18. Organisasi
Di dalam rumah perlindungan, Wilson mencatat konsumsi perlengkapan pada misi kali ini.
Kemudian ia menoleh dan berkata pada Sent: “Lengan mekanis materi gelap yang sesuai dengan urutan genmu sudah selesai dibuat. Seharusnya segera sampai di tanganmu. Fiturnya banyak, kamu bisa mempelajarinya sendiri nanti.”
Sent mengangguk dan berkata, “Wilson, Muk Xing, kita harus meninggalkan Kota Mimpi.”
Muk Xing menjawab singkat, “Ya,” lalu memejamkan mata. Ketika ia kembali membuka mata, ia sudah berada di kamarnya.
Muk Xing melepas kerangka luar dan peralatan, lalu pergi ke kamar mandi untuk mencuci muka secara singkat. Setelah itu, ia menuju ruang rapat untuk melaporkan tugas.

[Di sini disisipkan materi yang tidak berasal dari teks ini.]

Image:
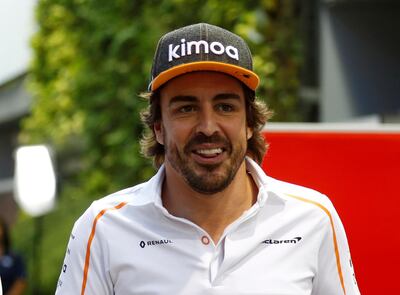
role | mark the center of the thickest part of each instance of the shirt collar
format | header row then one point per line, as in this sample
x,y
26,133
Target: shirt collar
x,y
150,191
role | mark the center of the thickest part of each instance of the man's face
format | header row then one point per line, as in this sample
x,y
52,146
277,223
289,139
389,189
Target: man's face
x,y
203,129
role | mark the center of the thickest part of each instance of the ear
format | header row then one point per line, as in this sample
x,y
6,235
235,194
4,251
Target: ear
x,y
159,132
249,133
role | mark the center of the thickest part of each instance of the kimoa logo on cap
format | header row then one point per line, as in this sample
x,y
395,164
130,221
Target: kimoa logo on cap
x,y
194,47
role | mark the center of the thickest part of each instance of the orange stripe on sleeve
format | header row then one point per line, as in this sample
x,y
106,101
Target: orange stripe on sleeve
x,y
339,267
89,244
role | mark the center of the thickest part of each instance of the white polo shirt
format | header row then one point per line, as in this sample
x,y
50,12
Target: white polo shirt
x,y
291,241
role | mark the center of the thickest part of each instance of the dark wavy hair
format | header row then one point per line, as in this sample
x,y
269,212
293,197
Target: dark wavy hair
x,y
257,114
5,240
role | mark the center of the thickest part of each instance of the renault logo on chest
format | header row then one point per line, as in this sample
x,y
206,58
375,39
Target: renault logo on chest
x,y
201,46
143,244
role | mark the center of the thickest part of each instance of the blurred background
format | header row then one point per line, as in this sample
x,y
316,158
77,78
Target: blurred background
x,y
71,72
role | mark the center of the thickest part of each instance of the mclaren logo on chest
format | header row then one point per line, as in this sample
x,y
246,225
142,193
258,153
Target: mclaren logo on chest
x,y
201,46
291,241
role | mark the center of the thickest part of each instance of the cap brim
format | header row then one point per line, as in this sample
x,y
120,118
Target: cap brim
x,y
249,78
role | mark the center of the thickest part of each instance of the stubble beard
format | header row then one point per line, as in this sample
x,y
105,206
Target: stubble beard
x,y
205,179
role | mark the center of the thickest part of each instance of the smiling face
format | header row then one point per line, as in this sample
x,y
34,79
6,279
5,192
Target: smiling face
x,y
203,129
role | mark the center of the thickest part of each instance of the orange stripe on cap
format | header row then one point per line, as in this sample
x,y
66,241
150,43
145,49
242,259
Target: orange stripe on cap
x,y
335,244
89,244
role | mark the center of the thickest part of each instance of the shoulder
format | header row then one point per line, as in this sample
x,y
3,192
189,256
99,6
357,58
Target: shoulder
x,y
301,196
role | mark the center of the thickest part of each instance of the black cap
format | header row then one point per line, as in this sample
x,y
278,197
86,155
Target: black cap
x,y
202,47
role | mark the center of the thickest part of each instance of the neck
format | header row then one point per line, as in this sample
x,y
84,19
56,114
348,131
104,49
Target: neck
x,y
212,212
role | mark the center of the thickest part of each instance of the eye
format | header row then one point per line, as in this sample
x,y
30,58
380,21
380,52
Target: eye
x,y
226,108
186,109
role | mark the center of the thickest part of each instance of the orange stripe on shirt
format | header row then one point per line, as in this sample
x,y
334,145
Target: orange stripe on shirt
x,y
89,244
339,267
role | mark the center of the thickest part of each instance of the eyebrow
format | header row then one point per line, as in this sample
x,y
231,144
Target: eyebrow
x,y
190,98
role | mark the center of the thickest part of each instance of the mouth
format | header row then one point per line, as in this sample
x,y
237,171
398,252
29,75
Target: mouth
x,y
208,156
209,152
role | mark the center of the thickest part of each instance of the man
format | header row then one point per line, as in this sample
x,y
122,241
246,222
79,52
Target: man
x,y
210,221
12,268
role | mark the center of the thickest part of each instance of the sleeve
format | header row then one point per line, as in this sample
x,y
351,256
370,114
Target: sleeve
x,y
20,271
335,274
85,269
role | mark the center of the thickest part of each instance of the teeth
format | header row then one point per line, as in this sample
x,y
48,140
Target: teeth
x,y
209,151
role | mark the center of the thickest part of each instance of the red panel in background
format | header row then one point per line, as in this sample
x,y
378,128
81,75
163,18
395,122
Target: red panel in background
x,y
360,172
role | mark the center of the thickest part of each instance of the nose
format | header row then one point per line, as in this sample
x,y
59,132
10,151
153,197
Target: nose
x,y
207,122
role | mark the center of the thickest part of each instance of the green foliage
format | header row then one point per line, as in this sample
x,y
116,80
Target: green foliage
x,y
93,58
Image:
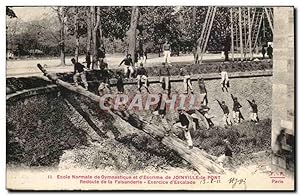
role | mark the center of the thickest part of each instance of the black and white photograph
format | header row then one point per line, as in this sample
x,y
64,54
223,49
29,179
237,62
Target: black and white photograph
x,y
194,98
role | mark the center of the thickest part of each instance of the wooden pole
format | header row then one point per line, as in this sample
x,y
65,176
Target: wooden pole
x,y
201,161
231,28
249,34
236,33
259,25
269,20
76,34
245,33
241,34
200,40
208,33
132,31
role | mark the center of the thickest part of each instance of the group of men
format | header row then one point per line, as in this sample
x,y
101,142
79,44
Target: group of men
x,y
188,120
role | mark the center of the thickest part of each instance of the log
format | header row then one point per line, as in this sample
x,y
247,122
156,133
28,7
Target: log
x,y
202,162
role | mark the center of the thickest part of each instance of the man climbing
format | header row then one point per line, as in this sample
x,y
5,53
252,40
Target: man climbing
x,y
167,52
79,71
164,77
101,57
201,117
186,79
203,92
142,78
270,51
88,60
237,116
226,118
128,69
185,122
254,111
224,79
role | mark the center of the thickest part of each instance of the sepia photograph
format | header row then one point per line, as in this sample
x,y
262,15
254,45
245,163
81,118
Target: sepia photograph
x,y
193,98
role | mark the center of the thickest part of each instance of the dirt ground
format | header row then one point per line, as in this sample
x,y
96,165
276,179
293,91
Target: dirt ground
x,y
27,67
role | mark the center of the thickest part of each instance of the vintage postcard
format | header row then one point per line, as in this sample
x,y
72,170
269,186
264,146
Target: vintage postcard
x,y
194,98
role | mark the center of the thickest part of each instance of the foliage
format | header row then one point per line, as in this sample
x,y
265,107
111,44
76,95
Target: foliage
x,y
181,25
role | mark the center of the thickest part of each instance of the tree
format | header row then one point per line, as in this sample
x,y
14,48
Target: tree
x,y
132,31
10,12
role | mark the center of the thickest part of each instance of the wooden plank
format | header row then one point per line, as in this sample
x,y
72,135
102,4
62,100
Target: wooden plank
x,y
200,160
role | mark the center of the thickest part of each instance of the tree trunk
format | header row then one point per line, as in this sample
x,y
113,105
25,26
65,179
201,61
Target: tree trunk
x,y
132,31
61,19
76,34
199,159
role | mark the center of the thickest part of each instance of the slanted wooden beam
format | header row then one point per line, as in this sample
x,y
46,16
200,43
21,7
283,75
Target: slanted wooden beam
x,y
202,162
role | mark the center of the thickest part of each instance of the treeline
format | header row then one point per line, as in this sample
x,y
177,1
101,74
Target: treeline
x,y
78,30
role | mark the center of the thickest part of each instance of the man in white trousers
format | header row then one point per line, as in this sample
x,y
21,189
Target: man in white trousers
x,y
167,52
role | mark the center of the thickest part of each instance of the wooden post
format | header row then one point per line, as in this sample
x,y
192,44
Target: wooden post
x,y
76,34
208,33
249,34
199,159
241,34
200,40
231,28
269,20
132,31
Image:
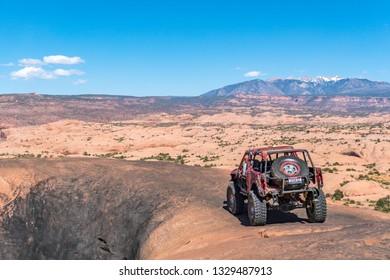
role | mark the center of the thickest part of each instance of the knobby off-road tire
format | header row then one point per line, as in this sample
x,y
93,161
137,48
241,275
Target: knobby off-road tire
x,y
316,210
257,210
289,166
235,200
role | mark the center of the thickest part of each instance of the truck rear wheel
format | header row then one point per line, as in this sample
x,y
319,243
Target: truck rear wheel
x,y
316,209
235,200
257,210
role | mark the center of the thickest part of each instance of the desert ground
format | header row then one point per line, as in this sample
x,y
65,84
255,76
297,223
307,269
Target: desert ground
x,y
353,151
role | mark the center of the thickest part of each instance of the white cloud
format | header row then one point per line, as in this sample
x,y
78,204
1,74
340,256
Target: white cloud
x,y
30,62
80,82
10,64
62,59
31,72
254,74
63,72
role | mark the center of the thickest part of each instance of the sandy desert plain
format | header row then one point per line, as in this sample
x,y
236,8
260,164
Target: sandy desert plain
x,y
353,150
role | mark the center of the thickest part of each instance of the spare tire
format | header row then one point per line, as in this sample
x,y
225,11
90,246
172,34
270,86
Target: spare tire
x,y
289,166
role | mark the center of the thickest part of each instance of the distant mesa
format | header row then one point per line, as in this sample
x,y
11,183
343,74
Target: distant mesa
x,y
320,86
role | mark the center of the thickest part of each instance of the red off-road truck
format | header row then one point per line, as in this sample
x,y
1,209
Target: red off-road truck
x,y
281,178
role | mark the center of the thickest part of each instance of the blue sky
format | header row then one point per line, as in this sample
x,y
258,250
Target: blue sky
x,y
186,48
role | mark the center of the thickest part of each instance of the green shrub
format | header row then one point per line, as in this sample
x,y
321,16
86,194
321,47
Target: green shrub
x,y
338,195
383,204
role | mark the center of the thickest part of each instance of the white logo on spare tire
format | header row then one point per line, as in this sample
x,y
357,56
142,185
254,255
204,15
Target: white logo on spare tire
x,y
290,169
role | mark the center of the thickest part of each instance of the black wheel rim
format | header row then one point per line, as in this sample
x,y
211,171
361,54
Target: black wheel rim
x,y
230,200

Melihat para anggota yang sudah duduk, Muk Xing berdiri dan melapor: “Tumor daging sudah dipastikan terbunuh, tidak ada sisa pada pemeriksaan kehidupan.”
Fu Da Xu menatap Muk Xing dan berkata, “Muk Xing, terima kasih atas usahamu. Ma Bo Cheng ingin menanyakan, bisakah kamu segera menangani monster dalam mimpinya? Apa pendapatmu?”
Muk Xing menggeleng dan berkata, “Saat ini kita tidak punya cara efektif untuk membunuh Bayangan Hitam. Bayangan Hitam memang hanya monster ofensif, tetapi ukurannya sangat besar, pertahanannya luar biasa, dan daya hancurnya pun mengerikan. Aku, Wilson, dan Sent pernah bertemu Bayangan Hitam di Kota Mimpi; bom materi gelap milik Wilson tidak berpengaruh padanya. Senjata radioaktif milik Sent juga berhasil diblokir oleh kapak raksasa Bayangan Hitam. Jadi aku yakin kita belum bisa menghadapinya untuk saat ini.”
Mendengar penjelasan Muk Xing, Ma Bo Cheng menundukkan kepala. Ia tahu Muk Xing benar, tak ada yang bisa dilakukan saat ini, hanya menunggu. Menunggu kemajuan teknologi, meneliti senjata yang bisa membunuh Bayangan Hitam.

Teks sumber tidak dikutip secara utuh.